LSTM-Based Speech Emotion Recognition for Student Public Speaking Training

This project builds an emotion-aware feedback system for student public speaking training. It extracts MFCC features from speech audio, trains an LSTM-based classifier to recognize seven emotions, and delivers live emotion feedback in a web interface to support delivery stability and emotional control.
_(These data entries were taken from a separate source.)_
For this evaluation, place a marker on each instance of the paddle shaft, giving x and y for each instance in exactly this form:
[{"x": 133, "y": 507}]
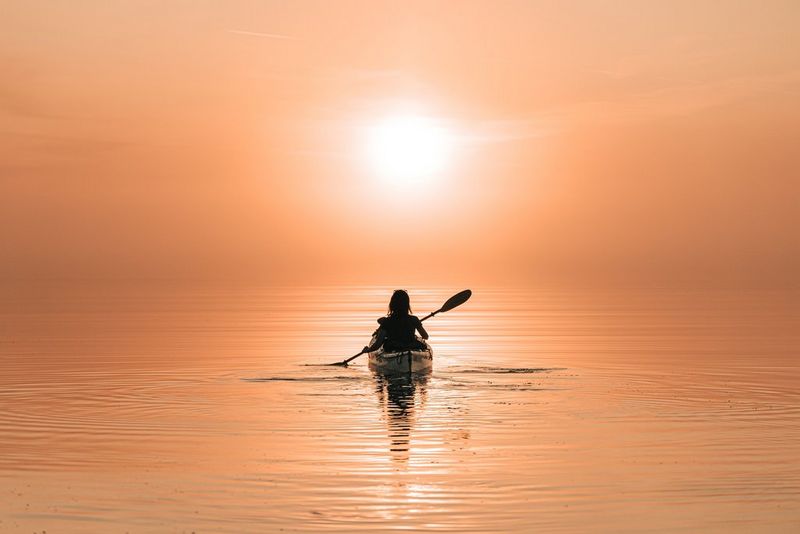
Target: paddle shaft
[{"x": 456, "y": 300}]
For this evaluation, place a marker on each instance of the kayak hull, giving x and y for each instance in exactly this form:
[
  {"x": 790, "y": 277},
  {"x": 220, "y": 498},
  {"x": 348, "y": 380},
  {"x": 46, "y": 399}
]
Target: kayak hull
[{"x": 404, "y": 361}]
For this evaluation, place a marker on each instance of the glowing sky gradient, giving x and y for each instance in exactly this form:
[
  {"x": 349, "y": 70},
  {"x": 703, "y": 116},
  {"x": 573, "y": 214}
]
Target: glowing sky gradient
[{"x": 645, "y": 141}]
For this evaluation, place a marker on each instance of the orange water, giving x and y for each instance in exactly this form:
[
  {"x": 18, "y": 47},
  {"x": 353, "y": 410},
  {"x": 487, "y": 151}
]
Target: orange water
[{"x": 179, "y": 410}]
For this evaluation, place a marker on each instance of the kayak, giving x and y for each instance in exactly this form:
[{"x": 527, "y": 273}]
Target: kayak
[{"x": 402, "y": 361}]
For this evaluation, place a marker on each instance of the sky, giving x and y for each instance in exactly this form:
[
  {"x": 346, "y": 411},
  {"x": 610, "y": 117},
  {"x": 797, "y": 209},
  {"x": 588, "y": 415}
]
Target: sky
[{"x": 591, "y": 142}]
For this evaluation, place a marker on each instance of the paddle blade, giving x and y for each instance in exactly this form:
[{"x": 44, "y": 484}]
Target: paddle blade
[{"x": 456, "y": 300}]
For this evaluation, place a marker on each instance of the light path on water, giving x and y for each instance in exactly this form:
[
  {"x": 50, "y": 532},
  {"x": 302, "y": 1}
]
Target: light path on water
[{"x": 186, "y": 409}]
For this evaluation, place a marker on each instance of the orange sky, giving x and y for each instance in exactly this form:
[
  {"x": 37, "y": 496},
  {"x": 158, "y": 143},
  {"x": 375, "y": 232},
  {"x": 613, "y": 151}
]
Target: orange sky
[{"x": 643, "y": 141}]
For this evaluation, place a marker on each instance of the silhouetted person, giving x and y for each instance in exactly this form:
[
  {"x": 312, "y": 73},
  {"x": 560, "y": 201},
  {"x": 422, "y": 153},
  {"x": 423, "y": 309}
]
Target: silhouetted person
[{"x": 397, "y": 330}]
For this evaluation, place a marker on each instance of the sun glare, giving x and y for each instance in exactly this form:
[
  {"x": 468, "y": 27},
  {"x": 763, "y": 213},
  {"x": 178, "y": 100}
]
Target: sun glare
[{"x": 408, "y": 148}]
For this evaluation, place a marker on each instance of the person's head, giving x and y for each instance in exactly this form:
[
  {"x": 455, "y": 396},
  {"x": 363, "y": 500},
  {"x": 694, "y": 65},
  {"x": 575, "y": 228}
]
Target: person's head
[{"x": 399, "y": 304}]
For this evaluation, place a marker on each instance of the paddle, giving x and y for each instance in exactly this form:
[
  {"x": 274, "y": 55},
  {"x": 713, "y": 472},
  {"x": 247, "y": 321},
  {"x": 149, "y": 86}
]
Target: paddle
[{"x": 456, "y": 300}]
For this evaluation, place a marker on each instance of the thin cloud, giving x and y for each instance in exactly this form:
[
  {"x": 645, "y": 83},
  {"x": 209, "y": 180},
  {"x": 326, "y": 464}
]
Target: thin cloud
[{"x": 261, "y": 34}]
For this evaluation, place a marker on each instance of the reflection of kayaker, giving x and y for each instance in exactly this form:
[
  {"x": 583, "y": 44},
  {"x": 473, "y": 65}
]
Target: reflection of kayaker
[{"x": 398, "y": 328}]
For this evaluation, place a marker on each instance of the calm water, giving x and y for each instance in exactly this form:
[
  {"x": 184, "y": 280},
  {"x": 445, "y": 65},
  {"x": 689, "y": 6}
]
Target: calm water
[{"x": 181, "y": 410}]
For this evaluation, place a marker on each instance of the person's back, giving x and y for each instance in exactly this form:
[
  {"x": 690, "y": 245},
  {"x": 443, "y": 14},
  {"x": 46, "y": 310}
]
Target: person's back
[{"x": 397, "y": 330}]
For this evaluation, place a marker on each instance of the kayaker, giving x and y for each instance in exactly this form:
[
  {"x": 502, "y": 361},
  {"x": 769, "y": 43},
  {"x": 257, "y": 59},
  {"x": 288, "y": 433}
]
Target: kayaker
[{"x": 398, "y": 328}]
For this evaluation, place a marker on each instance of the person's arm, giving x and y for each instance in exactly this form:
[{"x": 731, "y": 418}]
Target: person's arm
[
  {"x": 421, "y": 329},
  {"x": 379, "y": 339}
]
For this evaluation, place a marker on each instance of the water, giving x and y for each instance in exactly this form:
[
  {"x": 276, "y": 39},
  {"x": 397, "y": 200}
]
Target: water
[{"x": 193, "y": 410}]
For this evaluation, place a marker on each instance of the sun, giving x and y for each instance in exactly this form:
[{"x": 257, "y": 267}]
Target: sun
[{"x": 408, "y": 148}]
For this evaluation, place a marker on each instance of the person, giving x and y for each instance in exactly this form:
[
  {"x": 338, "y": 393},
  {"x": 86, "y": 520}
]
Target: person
[{"x": 398, "y": 328}]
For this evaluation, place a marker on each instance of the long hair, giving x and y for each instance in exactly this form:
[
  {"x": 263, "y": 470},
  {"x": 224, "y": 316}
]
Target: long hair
[{"x": 399, "y": 304}]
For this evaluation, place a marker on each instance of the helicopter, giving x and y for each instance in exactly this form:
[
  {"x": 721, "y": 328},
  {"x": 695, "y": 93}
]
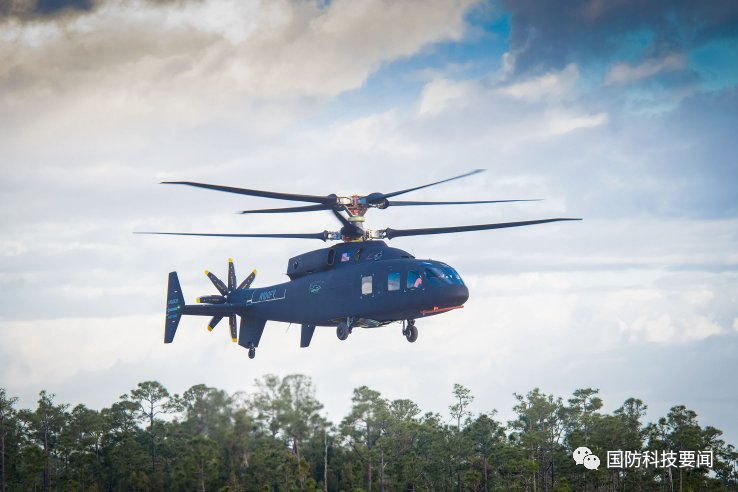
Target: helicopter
[{"x": 360, "y": 282}]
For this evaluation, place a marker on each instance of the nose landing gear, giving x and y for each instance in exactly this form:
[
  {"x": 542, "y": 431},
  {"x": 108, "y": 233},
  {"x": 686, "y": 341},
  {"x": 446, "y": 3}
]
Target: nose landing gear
[{"x": 410, "y": 331}]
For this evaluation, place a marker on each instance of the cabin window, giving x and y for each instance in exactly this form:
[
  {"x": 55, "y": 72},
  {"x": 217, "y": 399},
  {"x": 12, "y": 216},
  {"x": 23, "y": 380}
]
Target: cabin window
[
  {"x": 414, "y": 280},
  {"x": 393, "y": 281},
  {"x": 366, "y": 285},
  {"x": 442, "y": 275}
]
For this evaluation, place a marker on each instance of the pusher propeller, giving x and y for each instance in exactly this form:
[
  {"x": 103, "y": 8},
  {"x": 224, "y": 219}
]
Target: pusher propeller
[{"x": 226, "y": 291}]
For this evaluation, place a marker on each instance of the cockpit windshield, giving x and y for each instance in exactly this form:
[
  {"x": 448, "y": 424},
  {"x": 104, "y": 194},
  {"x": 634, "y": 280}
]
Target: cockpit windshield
[{"x": 442, "y": 274}]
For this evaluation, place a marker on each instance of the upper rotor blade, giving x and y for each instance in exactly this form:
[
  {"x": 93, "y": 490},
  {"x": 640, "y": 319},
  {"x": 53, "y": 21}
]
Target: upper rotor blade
[
  {"x": 398, "y": 203},
  {"x": 307, "y": 208},
  {"x": 395, "y": 193},
  {"x": 393, "y": 233},
  {"x": 266, "y": 194},
  {"x": 323, "y": 236}
]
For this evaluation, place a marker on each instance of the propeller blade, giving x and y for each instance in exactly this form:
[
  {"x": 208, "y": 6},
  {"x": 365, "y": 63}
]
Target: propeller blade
[
  {"x": 211, "y": 300},
  {"x": 213, "y": 322},
  {"x": 247, "y": 281},
  {"x": 327, "y": 200},
  {"x": 378, "y": 197},
  {"x": 397, "y": 203},
  {"x": 232, "y": 325},
  {"x": 323, "y": 236},
  {"x": 231, "y": 275},
  {"x": 307, "y": 208},
  {"x": 218, "y": 283},
  {"x": 393, "y": 233}
]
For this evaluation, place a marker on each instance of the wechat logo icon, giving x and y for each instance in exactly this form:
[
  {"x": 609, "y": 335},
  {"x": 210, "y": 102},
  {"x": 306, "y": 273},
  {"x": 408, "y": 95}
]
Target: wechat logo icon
[{"x": 584, "y": 456}]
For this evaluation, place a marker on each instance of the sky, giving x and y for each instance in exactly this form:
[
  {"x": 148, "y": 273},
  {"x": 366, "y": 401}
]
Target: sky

Session data is captured per device and aggregated across users to produce cohort-level insights on confidence and emotional trends.

Research scope

The system targets student public speaking practice sessions and provides emotion cues (e.g., fear, sadness, anger, neutrality) as a proxy for delivery stability and confidence trends during rehearsal, then aggregates those signals across demographics to evaluate cohort-level patterns.

Research objective

Design and evaluate an LSTM-based speech emotion recognition pipeline that provides real-time emotion feedback for student public speaking training, with quantitative evaluation of classification performance and qualitative analysis of delivery stability cues, plus cohort analytics derived from aggregated session data.

Research contributions

A reproducible MFCC + LSTM pipeline for speech emotion recognition on TESS.
A live web application that captures microphone audio and displays emotion confidence scores for rehearsal feedback.
An evaluation workflow that produces publication-ready metrics tables and visualizations (confusion matrix, ROC, PR curves, and accuracy/loss plots).
A session analytics pipeline that aggregates per-device recordings into cohort summaries and confidence/emotion insights.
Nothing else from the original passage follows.